Professor Henry Srebrnik

Professor Henry Srebrnik

Monday, May 07, 2018

Is Europe Coming Undone?

By Henry Srebrnik, [Summerside, PEI] Journal Pioneer
 
Until recently, liberal democracy reigned triumphant. For all its shortcomings, most citizens seemed deeply committed to their form of government.

But now, norms and institutions are faltering and authoritarian populists are on the rise, as many people have become fed up with liberal democracy itself.

Ever since the 2016 Brexit vote in Britain to leave the European Union, European elites have been in a panic. They fear that the once seemingly-inevitable unification of the continent is coming undone. 

Ivan Krastev, a Bulgarian, in his 2017 book After Europe, gets to the heart of the matter.  The chair of the Centre for Liberal Strategies in Sofia and a fellow at the Institute for Human Sciences in Vienna, Krastev speaks of “the inability and unwillingness of liberal elites to discuss migration and contend with its consequences.”

No right-wing ideologue, Krastev warns that the risk of disintegration should force us to recognize that the refugee crisis has dramatically changed the nature of democratic politics.

What we are witnessing in Europe is not simply a populist riot against the establishment but a voters’ rebellion against the meritocratic elites. The bureaucrats in Brussels are out of touch with the societies they are supposed to serve.

“Fear of Islamic terrorism and a general anxiety over the unfamiliar are at the core of Europe’s moral panic,” he warns. 

This is even manifesting itself in Germany, where only a few years ago Chancellor Angela Merkel welcomed more than a million migrants. After last year’s German election, she is barely hanging on, leading a governing “grand coalition” with the Social Democrats. 

At the government’s official inauguration, Merkel entered her fourth term as chancellor with only nine more votes than the required minimum. Names for possible replacements are already being bandied about within her Christian Democratic Union (CDU). And remember, Germany is the lynchpin of the EU.

Founded in March 2017, the Werteunion, or Union of Values, recently met in Schwetzingen to adopt what its members called the “conservative manifesto.” Their mission: taking back the CDU from Merkel and redirecting it to its conservative roots.

Alexander Mitsch, one of the Werteunion’s founders, told the New York Times he felt that the state was failing, and that he needed to act.

He feels that European culture needs to be defended and demands a full stop of immigration until the country can process the pile of open asylum cases. Such people see the issue as an existential threat to Germany’s national identity.

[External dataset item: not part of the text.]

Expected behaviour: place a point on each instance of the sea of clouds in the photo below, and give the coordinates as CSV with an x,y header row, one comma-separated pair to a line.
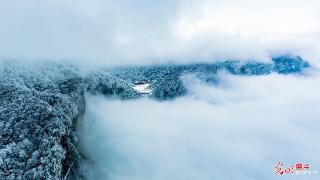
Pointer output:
x,y
238,129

Aother group of conservative intellectuals have published a declaration of solidarity, expressing concern over “Germany being damaged by illegal mass immigration.” It now has more than 100,000 signatories.

Alexander Dobrindt, who heads the parliamentary caucus of the Bavarian-based Christian Social Union (CSU), the Bavarian sister party of Merkel’s Christian Democrats, thinks such sentiments are underrepresented in public debate. It is time, he maintains, for a “conservative revolution.”

Taking advantage of this popular mood is the Alternative for Germany (AfD), the far-right party that entered parliament for the first time in the elections last September. They see Merkel’s grand coalition with the Social Democrats as an opening for them to continue to grow.

In recent months, the AfD has introduced legislation to make German the country’s “national language” and to alter the laws governing dual citizenship.

Now that these and other anti-immigrant views are being expressed by a parliamentary party, not individuals, members of government cannot criticize them as racist because, by law, ministers are required to be neutral in their treatment of political parties.

In any case, on the issue of immigration, however, the centrist parties have themselves shifted their tone.

The 2013 coalition agreement had talked about Germany as a “cosmopolitan country” that saw “immigration as an opportunity.” 

The picture presented in the most recent agreement is much darker: “We’re continuing our efforts to mitigate migration to Germany and Europe appropriate with regard to the ability of society to integrate, so that a situation like 2015 is not repeated,” it stated.

In mid-March, CSU chair Horst Seehofer, the new minister of the Interior, Development and Heimat, declared that “Islam does not belong to Germany.”

For the first time, a cap has been set for the number of asylum-seekers who can come to Germany: 180,000-200,000 a year.

In December 2017 in nearby Austria, a government that includes the Freedom Party of Austria (FPO), one that advocates anti-immigration policies, took power. Merkel has to be worried.